Even before the programme was broadcast, the land owners went of the attack. For example, the chief executive of Scottish Land and Estates, Douglas McAdam, said that “from what we have seen in advance of this programme, the contribution of estates is questioned by those who are opposed to their existence.

“The reality however is that estates do make a very substantial social, economic and environmental contribution. A recent survey of a cross section of our membership recently revealed that their combined investment plans in rural development projects are in excess of £820 million. Our very conservative estimate is that across the membership that figure would be well in excess of £1 billion.”

Jamie Stewart Director Countryside Alliance Scotland

Jamie Stewart
Director
Countryside Alliance Scotland

Much of the debate about land reform in the Highlands revolves around the role of the large estates in ‘country sports’ – hunting, shooting and fishing. It prompted Jamie Stewart, director of the Scottish Countryside Alliance Director, to point out that an independent study had found that “Scotland generated £240 million pounds (GVA) from shooting and shooting related activities in 2004/5 and further reported that the sector supported 11,000 jobs. PACEC (Public and Corporate Economic Consultants) have been commissioned to repeat the study in 2014 with significant indications of growth on the previous study.”

“I am unaware of many sectors in the UK, never mind Scotland, that can report growth in the wake of the country’s greatest post war economic crisis; this growth can, in part, be accounted for by the sustained investment of those who own land and create employment. To break up the sporting estates would only serve to reduce localised employment opportunities and the knock on economic downturn it will surly lead too.”

Alex Hogg Scottish Gamekeepers Association wants 'clarification'

Alex Hogg
Scottish Gamekeepers Association wants ‘clarification’

The chairman of the Scottish Gamekeepers Association, Alex Hogg, immediately asked for ‘clarification’ of the minister’s comments. “It seems,” he said, that the voice and the jobs of working keepers, who are at the sharp end of the skilled management of Scotland’s countryside, are being forgotten in this debate. We will be seeking clarification from the environment minister on what the Scottish Government, and the leading SNP administration’s intentions are, when it comes to safeguarding the jobs of those drawn into what seems to be an ideological issue.”

By contrast, the Scottish Tenant Farmers Association, welcomed the idea that land reform was being placed higher on the political agenda. Its chairman, Christopher Nicholson, insisted that land tenure had been “cast into the long grass for too long and we look forward to some radical proposals from the Land Reform Review Group whose interim report dramatically shied away from any consideration of Scotland’s land tenure structure and tenant farming. We also welcome environment minister Paul Wheelhouse’s commitment to a fairer distribution of land and hope that the Scottish Government will now look towards creating a fresh vision for rural Scotland and press forward with a programme of land and tenancy reform.”

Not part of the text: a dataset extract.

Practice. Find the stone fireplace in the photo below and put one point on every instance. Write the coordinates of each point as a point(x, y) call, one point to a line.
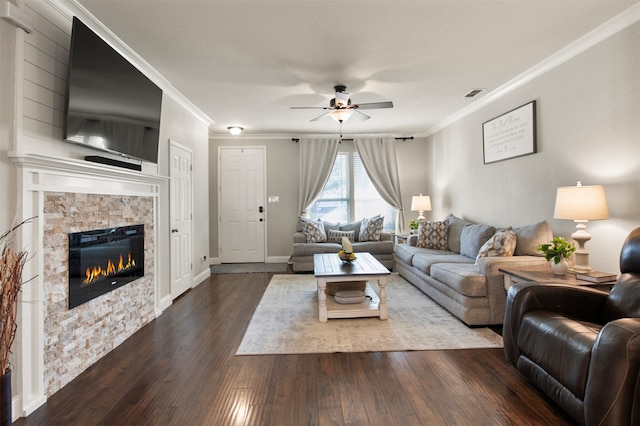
point(102, 260)
point(69, 198)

In a curious intervention in the debate, Charles Moore weighted in through a blog in the Spectator in which he suggested that Alex Salmond could be compared with Robert Mugabe! He wrote that the SNP had radically misunderstood the situation. “It believes,” he said, “that big Scottish landowners are rich because they own the land. For a long time now, it has been the other way round. They own the land because they are rich. Once they own it, they tend to become a lot poorer. Then they sell it to new rich people with money to burn, and so on. Hardly any Highland land makes money.

Without philanthropists, megalomaniacs and serious sportsmen pouring cash in to maintain these difficult places, their communities, and so the environment, would suffer. You can see this happening already in the islands where crofters’ rights have been exercised. One great independence leader who played this issue politically was Robert Mugabe, dividing the spoils among his followers and ruining the land in the process. Will the next be Alex Salmond?”